It is not much different today. Too many believers are encouraging other believers to jump presumptuously off the pandemic cliff, unprepared and unprotected, into the agony of uncertain outcomes, even unto their own deaths. They are creating a state of confusion and division among the faithful by advancing presumptuous and pious statements that the pandemic is not real, that vaccines are meant to kill us all, that our genes will be altered irreversibly, that our freedoms are being taken from us for good. They are telling the multitudes of confused, uncertain, and exhausted people: “Jump, you will be fine! God is with you!” They are misappropriating the Word of the Lord and His promises in the days of great peril, to their own peril.
But the story of spiritual gaslighting does not end here. The easily accessed Facebook pages of many pious gaslighters reveal a peculiar interest in the previously ignored means of social activism. Many Christian anti-vaxxers are now protesting in the US, Australian and European capitals against the “tyranny” of their governments. They believe they are a part of something big, and they want to be “on the right side of history”. But are they?
A case in point is the Australian populist Graham Hood, a retired commercial pilot, and proud Adventist believer who is anything but timid when it comes to sharing his faith. Each of his Facebook video messages, which by now have become almost a daily occurrence, is viewed, approvingly commented, liked and shared thousands of times. The contents of his inflammatory messages include everything from outrage at the Australian government wanting to “jab their children”, Q-Anon conspiracies, twisted theology, to literal calls to his followers to bring the current Australian government “to its knees.” His heart is set on a sacred mission of “getting our country back”, an Australian anti-vax take on “Making Australia Great Again!”
Hoody, referred to by his many followers as “our captain”, has become a hero and a champion to many Australian Adventist and non-Adventist anti-vaxxers alike. At the November “Millions March” against mandatory vaccination in Sydney,he was treated like a celebrity as he spoke to a large crowd. In his address he blended his faith with a call to the protesters to stand up to the government. He compared their antigovernment movement to the boldness of the American WWII hero and pacifist combat medic Desmond Doss. “If they want to stick a needle into our children, they will have to come through us first”, he declared in the middle of his speech.

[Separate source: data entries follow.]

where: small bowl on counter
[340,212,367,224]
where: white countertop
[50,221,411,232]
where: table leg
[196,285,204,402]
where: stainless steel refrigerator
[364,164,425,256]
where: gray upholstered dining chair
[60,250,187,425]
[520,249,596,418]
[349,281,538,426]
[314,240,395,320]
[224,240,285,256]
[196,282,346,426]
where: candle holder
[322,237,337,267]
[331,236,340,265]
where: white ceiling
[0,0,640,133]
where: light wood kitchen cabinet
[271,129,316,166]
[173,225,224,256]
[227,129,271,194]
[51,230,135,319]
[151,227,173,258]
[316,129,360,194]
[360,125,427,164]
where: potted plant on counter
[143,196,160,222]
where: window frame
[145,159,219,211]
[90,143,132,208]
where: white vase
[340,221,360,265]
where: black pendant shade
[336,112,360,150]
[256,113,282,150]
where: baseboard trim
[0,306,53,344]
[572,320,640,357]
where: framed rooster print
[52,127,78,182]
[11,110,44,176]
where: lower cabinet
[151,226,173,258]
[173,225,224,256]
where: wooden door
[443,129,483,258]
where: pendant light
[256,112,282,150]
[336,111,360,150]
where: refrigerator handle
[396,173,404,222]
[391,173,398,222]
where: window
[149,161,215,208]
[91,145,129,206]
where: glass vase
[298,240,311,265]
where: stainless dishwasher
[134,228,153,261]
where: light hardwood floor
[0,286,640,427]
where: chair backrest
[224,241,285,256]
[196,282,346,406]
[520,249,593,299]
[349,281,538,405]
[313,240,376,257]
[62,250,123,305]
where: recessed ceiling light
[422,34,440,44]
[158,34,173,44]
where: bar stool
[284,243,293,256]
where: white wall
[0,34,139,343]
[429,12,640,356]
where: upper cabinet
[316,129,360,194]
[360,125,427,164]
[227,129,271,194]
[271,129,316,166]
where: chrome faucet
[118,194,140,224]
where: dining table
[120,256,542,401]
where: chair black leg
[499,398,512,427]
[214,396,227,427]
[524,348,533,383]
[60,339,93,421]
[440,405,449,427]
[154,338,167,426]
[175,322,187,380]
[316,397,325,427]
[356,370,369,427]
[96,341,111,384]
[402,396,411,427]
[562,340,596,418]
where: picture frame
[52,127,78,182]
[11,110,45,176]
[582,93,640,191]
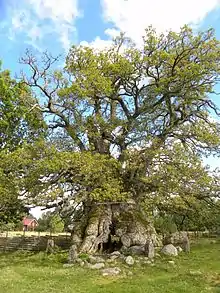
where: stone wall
[0,236,71,251]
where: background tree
[0,64,46,223]
[2,26,220,252]
[37,211,64,233]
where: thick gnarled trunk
[72,204,156,254]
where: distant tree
[0,26,220,253]
[0,62,45,223]
[37,212,64,233]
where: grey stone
[106,256,117,263]
[144,260,152,265]
[145,239,155,259]
[46,239,55,253]
[110,251,121,257]
[127,245,145,255]
[183,235,190,253]
[125,255,134,266]
[176,246,183,252]
[121,234,131,247]
[161,244,178,256]
[63,263,74,268]
[68,244,78,263]
[88,255,105,264]
[110,251,121,260]
[75,258,85,267]
[88,262,105,270]
[189,271,202,276]
[102,267,121,276]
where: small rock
[88,255,105,264]
[63,263,74,268]
[144,260,151,265]
[183,235,190,253]
[189,271,202,276]
[128,245,145,255]
[88,262,105,270]
[110,251,121,257]
[110,255,119,261]
[125,255,134,266]
[106,257,115,263]
[176,246,183,252]
[68,244,78,263]
[102,267,121,277]
[161,244,178,256]
[145,239,155,259]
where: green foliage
[154,216,177,235]
[37,212,64,233]
[0,26,220,226]
[0,240,220,293]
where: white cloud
[101,0,220,42]
[10,0,81,51]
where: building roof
[22,217,37,226]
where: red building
[22,217,38,231]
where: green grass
[0,240,220,293]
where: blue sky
[0,0,220,217]
[0,0,220,166]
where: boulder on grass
[161,244,178,256]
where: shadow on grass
[0,251,67,268]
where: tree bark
[69,204,156,254]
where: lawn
[0,239,220,293]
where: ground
[0,239,220,293]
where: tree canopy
[1,26,220,248]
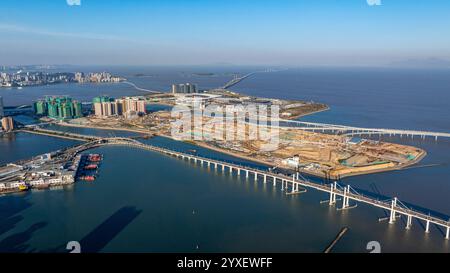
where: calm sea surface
[0,67,450,252]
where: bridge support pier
[406,215,412,229]
[389,197,397,224]
[342,185,350,209]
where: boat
[84,164,98,170]
[33,183,50,190]
[80,175,95,182]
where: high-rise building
[92,97,146,117]
[33,97,83,120]
[72,101,83,118]
[0,97,5,117]
[33,100,48,116]
[2,117,14,132]
[92,96,117,117]
[172,83,197,94]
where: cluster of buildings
[0,97,5,117]
[0,71,125,87]
[75,72,124,83]
[92,96,146,117]
[172,83,198,94]
[33,97,83,120]
[0,97,14,132]
[1,117,14,132]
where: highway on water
[14,137,450,240]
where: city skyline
[0,0,450,66]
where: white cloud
[66,0,81,6]
[366,0,381,6]
[0,23,126,41]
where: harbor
[0,139,103,194]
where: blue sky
[0,0,450,65]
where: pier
[279,120,450,140]
[4,137,450,240]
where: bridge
[16,126,101,141]
[280,120,450,140]
[121,81,163,94]
[75,138,450,240]
[220,72,258,89]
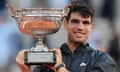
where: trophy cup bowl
[8,6,65,65]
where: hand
[44,49,63,71]
[16,50,31,72]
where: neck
[67,41,86,53]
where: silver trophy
[8,5,67,65]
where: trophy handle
[7,4,15,18]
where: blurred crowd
[0,0,120,72]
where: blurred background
[0,0,120,72]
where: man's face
[64,12,93,43]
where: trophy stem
[31,36,48,51]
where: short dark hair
[65,0,94,21]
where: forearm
[56,67,69,72]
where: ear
[63,18,68,29]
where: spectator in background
[0,0,21,72]
[108,33,120,72]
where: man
[16,1,116,72]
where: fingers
[16,50,29,64]
[6,4,15,17]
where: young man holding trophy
[11,1,116,72]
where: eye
[83,21,91,25]
[71,19,80,23]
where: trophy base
[24,51,56,65]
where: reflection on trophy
[8,6,65,65]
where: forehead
[70,12,91,21]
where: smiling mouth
[74,32,85,38]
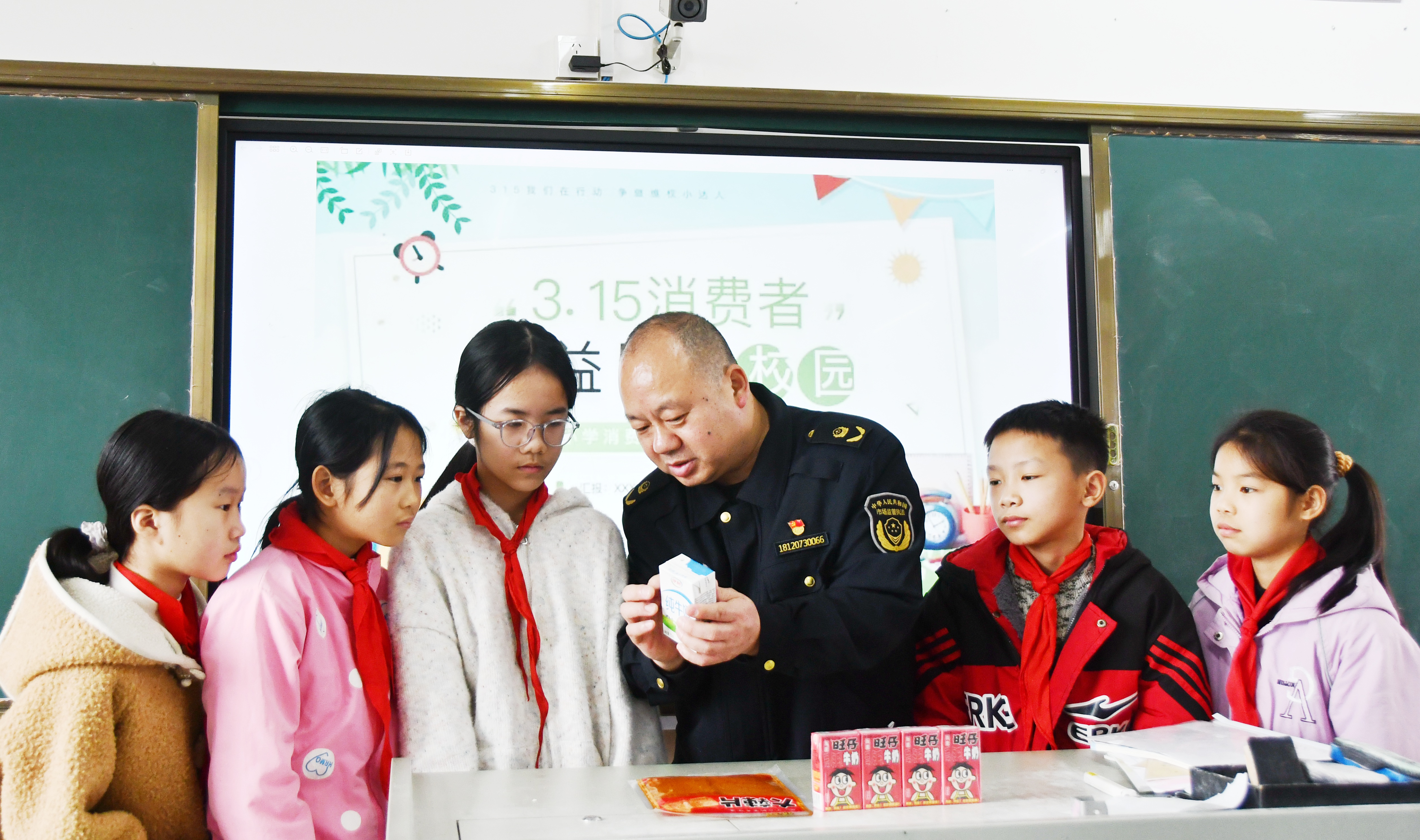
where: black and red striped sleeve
[1130,576,1213,729]
[913,579,967,726]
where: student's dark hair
[261,387,429,548]
[1213,410,1395,611]
[425,321,577,505]
[44,409,241,583]
[985,400,1109,475]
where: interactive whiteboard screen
[229,140,1072,567]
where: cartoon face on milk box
[858,729,902,809]
[937,726,981,804]
[902,726,946,807]
[809,729,863,813]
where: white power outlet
[552,36,601,81]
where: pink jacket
[1190,555,1420,759]
[202,548,385,840]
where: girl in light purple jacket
[1191,411,1420,759]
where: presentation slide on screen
[231,140,1071,570]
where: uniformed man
[620,312,923,762]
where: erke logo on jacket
[1065,693,1139,746]
[966,691,1015,732]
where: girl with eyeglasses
[388,321,665,772]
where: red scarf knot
[1227,536,1326,726]
[271,502,395,792]
[114,561,202,663]
[454,467,548,768]
[1007,532,1095,749]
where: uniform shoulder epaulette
[622,470,670,508]
[808,413,875,448]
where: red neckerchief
[1005,532,1095,749]
[271,502,395,790]
[453,468,547,768]
[114,562,200,661]
[1227,536,1326,726]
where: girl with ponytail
[0,410,246,840]
[202,389,425,840]
[1191,411,1420,759]
[389,321,663,772]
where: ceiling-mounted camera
[660,0,707,23]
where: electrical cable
[616,11,670,44]
[602,61,660,72]
[613,11,670,84]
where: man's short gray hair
[622,312,735,376]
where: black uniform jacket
[620,385,923,763]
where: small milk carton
[858,729,902,809]
[902,726,947,807]
[937,726,981,804]
[809,729,863,813]
[660,555,716,641]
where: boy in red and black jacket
[916,400,1213,751]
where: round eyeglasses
[464,409,581,448]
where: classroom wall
[0,0,1420,112]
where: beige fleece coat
[0,545,207,840]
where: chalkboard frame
[212,116,1090,463]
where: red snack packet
[902,726,947,807]
[636,773,812,816]
[937,726,981,804]
[809,729,863,813]
[858,729,902,809]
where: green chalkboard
[1109,135,1420,631]
[0,96,197,624]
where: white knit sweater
[386,482,665,772]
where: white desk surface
[388,749,1420,840]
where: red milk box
[937,726,981,804]
[858,729,902,809]
[902,726,947,807]
[809,729,863,813]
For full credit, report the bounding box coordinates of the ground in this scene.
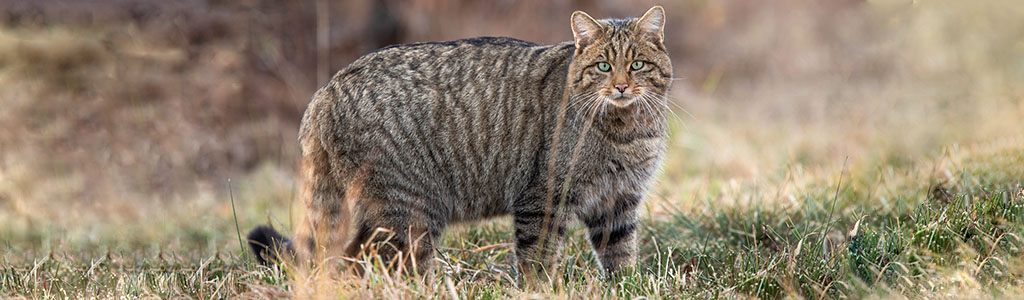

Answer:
[0,0,1024,299]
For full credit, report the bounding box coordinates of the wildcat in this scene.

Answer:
[249,6,672,272]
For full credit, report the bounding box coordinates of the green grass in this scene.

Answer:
[0,144,1024,299]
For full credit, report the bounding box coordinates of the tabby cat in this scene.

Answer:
[249,6,672,272]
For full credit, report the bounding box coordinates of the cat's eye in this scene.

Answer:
[630,60,643,71]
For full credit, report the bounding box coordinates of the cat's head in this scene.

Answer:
[568,6,672,108]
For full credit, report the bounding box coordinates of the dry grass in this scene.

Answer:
[0,0,1024,299]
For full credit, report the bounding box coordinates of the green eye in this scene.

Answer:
[630,60,643,71]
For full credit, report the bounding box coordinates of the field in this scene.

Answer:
[0,0,1024,299]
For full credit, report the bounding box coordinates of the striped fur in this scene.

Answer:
[249,7,672,272]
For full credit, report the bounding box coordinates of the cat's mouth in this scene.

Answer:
[605,95,634,108]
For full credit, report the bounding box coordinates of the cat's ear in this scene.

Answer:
[571,10,601,50]
[637,6,665,43]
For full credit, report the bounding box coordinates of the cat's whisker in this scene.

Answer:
[575,93,600,124]
[663,92,699,122]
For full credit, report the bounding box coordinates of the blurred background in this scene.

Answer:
[0,0,1024,251]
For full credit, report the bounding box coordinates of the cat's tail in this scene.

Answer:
[246,225,295,265]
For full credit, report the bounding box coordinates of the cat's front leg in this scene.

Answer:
[580,192,643,274]
[512,200,568,280]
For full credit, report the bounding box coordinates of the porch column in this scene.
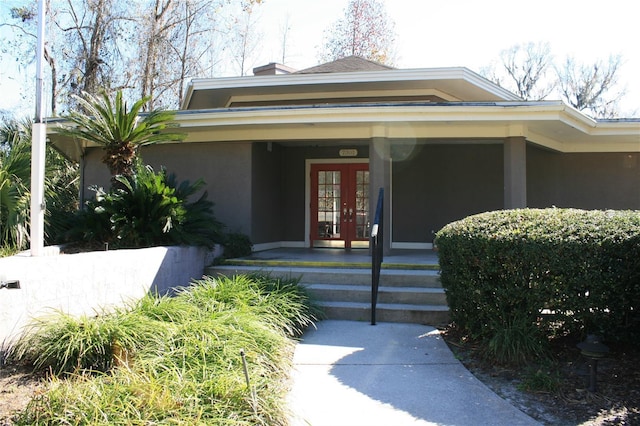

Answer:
[369,136,391,254]
[504,136,527,209]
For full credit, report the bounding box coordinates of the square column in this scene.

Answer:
[369,137,391,254]
[504,137,527,209]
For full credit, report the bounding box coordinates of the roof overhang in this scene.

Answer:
[49,101,640,165]
[181,67,521,110]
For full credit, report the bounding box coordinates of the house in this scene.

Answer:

Another case in point is professor of molecular biology Dr Tomislav Terzin, a Canadian of Serbian background, and loved by many “pro-choice” Christians across Southeast Europe. His video appearances would easily pick up thousands of viewings in the first couple of hours of their release. In a recent video interview titled “Don’t Let Them Divide Us” he invited “Christians, Jews and Muslims” to gather around the same God in “defiance and resistance to the prevailing godlessness”. “Let us be disobedient to this small group of people who want to herd us into their sheep pens”, said Dr Terzin as he affirmed a recent protest against Covid vaccination in the Croatian capital Zagreb.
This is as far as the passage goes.